4. Verify the Configuration
Start DBLE:
# ./bin/dble start
## DBLE logs show successful startup ##
STATUS | wrapper | 2019/01/21 17:31:43 | --> Wrapper Started as Daemon
INFO | jvm 1 | 2019/01/21 17:31:44 | Server startup successfully.Connect to DBLE’s business port (8066) and perform basic SQL operations:
mysql -P8066 -h 127.0.0.1 -utest -ppassword
INSERT INTO users(id,user) VALUES(1,'zhangsan');
INSERT INTO users(id,user) VALUES(2,'lisi');
EXPLAIN SELECT * FROM users;The EXPLAIN output shows that the query is dispatched to both data nodes dn1 and dn2, confirming sharding.

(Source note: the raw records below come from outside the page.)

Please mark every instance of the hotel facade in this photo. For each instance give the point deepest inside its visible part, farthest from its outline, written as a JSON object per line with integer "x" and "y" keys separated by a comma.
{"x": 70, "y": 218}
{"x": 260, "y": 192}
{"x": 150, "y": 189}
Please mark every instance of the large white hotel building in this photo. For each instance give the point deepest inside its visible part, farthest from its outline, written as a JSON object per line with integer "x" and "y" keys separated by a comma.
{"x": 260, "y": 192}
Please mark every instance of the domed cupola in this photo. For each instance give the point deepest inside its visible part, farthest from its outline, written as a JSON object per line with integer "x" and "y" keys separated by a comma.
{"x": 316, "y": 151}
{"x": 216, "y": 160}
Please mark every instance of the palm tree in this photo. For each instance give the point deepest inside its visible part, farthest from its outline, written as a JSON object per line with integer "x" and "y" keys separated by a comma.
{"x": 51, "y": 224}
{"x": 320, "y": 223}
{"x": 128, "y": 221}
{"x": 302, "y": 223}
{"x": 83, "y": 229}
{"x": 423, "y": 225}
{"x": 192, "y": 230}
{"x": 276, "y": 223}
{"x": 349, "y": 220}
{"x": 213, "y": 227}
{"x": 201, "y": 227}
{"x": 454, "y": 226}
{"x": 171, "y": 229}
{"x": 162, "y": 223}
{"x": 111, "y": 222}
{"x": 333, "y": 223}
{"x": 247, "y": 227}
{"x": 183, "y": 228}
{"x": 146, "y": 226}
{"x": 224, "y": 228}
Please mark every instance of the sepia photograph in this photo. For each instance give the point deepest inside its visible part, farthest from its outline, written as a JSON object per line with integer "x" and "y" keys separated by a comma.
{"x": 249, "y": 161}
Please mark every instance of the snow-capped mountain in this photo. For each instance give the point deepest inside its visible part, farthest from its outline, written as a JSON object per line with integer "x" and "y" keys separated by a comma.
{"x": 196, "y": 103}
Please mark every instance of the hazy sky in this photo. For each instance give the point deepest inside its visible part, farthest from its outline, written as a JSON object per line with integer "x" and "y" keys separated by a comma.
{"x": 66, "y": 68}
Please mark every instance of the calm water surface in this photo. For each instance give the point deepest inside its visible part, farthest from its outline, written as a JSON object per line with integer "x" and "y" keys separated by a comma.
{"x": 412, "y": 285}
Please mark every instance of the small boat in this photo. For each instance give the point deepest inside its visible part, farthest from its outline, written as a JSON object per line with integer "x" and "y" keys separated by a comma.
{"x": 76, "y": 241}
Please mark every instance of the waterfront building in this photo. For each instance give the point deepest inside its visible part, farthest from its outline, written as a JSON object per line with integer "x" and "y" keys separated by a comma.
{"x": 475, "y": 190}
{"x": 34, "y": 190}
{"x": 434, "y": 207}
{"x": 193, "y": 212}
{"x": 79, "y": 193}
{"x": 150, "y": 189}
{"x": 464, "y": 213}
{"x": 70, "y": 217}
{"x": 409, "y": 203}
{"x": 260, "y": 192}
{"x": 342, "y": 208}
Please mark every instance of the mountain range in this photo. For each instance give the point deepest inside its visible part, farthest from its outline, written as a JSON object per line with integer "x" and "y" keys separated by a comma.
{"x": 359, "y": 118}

+-----------+----------+---------------------+
| DATA_NODE | TYPE | SQL/REF |
+-----------+----------+---------------------+
| dn1 | BASE SQL | select * from users |
| dn2 | BASE SQL | select * from users |
+-----------+----------+---------------------+For read‑write separation, log into the management port (9066) and run show @@datasource. The READ_LOAD counter on the slave node increases, demonstrating that read queries are routed to the slave.
5. Summary
The guide walks through two typical DBLE use‑cases—hash‑based data sharding and master‑slave read‑write separation—by preparing the environment, installing the middleware, editing server.xml, schema.xml, and rule.xml, and finally validating the setup with command‑line tests.